= The Wonder Spot =

Tourist attraction in Wisconsin, US

The Wonder Spot was a tourist attraction located off US Route 12 in Lake Delton, Wisconsin from 1949 to 2006. A popular side trip for visitors to nearby Wisconsin Dells, the Wonder Spot was advertised as a place "where the laws of natural gravity seem to be repealed." Visitors walked down a ravine into a cabin, where seemingly no one could stand up straight, water flowed backwards, and chairs could be balanced on two legs. Guides attributed the effects to igneous rock formations, but in truth, the cabin was built perpendicular to a hillside, and the purported gravitational anomalies were merely optical illusions.

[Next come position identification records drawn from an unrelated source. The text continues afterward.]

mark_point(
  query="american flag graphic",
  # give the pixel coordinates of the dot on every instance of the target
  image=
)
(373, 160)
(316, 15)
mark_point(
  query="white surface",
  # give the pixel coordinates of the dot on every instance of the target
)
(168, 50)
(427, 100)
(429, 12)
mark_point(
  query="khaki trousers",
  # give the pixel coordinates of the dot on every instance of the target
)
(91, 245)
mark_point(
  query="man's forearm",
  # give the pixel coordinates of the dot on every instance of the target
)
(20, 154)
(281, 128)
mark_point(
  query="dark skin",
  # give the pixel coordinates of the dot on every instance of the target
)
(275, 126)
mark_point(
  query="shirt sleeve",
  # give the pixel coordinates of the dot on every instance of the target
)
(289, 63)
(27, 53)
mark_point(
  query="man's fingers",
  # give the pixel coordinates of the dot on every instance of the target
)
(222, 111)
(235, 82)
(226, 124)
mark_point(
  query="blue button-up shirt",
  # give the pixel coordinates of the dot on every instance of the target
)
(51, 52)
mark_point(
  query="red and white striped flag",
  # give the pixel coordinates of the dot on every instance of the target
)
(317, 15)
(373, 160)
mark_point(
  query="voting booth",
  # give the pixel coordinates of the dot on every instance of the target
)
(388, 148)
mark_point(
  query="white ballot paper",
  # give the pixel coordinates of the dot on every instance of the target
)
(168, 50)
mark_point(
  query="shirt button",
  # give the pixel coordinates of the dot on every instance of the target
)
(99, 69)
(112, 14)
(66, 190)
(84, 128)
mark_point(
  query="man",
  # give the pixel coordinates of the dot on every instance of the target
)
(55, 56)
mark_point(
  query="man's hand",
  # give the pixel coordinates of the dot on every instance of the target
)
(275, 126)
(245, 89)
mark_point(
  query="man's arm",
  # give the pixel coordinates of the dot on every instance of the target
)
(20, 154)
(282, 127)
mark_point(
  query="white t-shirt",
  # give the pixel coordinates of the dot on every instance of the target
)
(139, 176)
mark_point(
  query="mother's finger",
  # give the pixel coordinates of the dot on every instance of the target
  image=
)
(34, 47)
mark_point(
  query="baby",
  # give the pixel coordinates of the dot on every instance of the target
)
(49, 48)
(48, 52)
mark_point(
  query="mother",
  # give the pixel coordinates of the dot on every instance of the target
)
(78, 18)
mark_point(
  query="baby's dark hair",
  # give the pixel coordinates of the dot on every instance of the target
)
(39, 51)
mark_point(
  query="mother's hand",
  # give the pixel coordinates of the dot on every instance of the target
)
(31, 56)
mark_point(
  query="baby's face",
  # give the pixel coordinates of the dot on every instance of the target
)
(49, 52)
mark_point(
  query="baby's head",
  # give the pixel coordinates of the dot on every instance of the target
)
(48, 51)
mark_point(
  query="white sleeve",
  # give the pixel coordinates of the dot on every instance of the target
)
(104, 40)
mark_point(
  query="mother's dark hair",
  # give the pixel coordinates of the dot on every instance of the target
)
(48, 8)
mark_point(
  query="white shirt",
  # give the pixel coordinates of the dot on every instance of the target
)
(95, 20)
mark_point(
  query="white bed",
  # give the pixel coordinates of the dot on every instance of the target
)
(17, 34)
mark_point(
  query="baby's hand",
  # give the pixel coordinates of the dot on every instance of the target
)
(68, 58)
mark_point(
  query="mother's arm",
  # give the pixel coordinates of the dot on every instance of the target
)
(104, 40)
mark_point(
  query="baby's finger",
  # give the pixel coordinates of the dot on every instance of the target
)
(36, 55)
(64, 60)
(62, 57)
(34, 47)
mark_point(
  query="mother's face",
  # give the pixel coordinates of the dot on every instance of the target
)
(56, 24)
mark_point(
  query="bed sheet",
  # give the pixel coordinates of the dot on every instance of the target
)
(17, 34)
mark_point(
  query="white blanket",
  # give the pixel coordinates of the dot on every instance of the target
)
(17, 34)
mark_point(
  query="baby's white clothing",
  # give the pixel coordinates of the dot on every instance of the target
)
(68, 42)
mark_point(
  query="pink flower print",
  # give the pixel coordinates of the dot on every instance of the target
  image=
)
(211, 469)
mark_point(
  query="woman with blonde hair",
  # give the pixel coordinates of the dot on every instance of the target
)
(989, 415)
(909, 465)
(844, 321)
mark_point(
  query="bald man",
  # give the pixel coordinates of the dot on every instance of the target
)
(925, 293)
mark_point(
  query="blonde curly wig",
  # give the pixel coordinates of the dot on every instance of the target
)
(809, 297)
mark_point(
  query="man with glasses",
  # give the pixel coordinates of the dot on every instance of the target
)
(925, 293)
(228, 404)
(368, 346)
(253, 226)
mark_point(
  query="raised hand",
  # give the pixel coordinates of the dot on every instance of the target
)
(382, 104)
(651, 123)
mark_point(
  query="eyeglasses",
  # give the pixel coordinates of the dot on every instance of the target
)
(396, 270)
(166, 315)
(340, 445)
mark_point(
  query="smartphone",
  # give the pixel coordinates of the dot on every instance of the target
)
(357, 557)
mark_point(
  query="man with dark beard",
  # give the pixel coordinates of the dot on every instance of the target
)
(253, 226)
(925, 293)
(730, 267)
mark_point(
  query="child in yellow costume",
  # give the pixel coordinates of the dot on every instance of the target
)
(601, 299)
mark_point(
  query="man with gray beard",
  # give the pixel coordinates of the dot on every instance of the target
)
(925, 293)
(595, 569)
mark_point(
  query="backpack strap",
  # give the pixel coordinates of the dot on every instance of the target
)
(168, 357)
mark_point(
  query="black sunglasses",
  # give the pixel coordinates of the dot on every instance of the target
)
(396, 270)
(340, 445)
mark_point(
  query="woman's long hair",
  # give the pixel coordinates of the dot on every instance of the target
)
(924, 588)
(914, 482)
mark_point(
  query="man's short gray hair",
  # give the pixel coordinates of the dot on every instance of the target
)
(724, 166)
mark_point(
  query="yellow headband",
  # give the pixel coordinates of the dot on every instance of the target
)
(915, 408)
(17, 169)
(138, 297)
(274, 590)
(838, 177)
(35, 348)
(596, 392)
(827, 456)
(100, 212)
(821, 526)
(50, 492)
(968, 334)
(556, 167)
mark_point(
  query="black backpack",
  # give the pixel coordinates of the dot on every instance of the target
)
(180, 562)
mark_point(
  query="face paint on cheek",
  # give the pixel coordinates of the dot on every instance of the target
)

Louis Dauterman of Fond du Lac, Wisconsin opened the Wonder Spot in 1952, and Bill Carney purchased it in 1988. According to Carney, as many as 50,000 visitors came to the site each year during the mid-1990s. However, when more sophisticated theme parks and water parks in the area began threatening his business, Carney decided to sell the site to the village of Lake Delton in 2006 for $300,000. The village planned to build a road near the ravine. At the time of its closing, the Wonder Spot was the oldest permitted attraction in the Wisconsin Dells region. A few items from the Wonder Spot, such as a chair and a can used for pouring water, were donated to the Wisconsin Historical Society.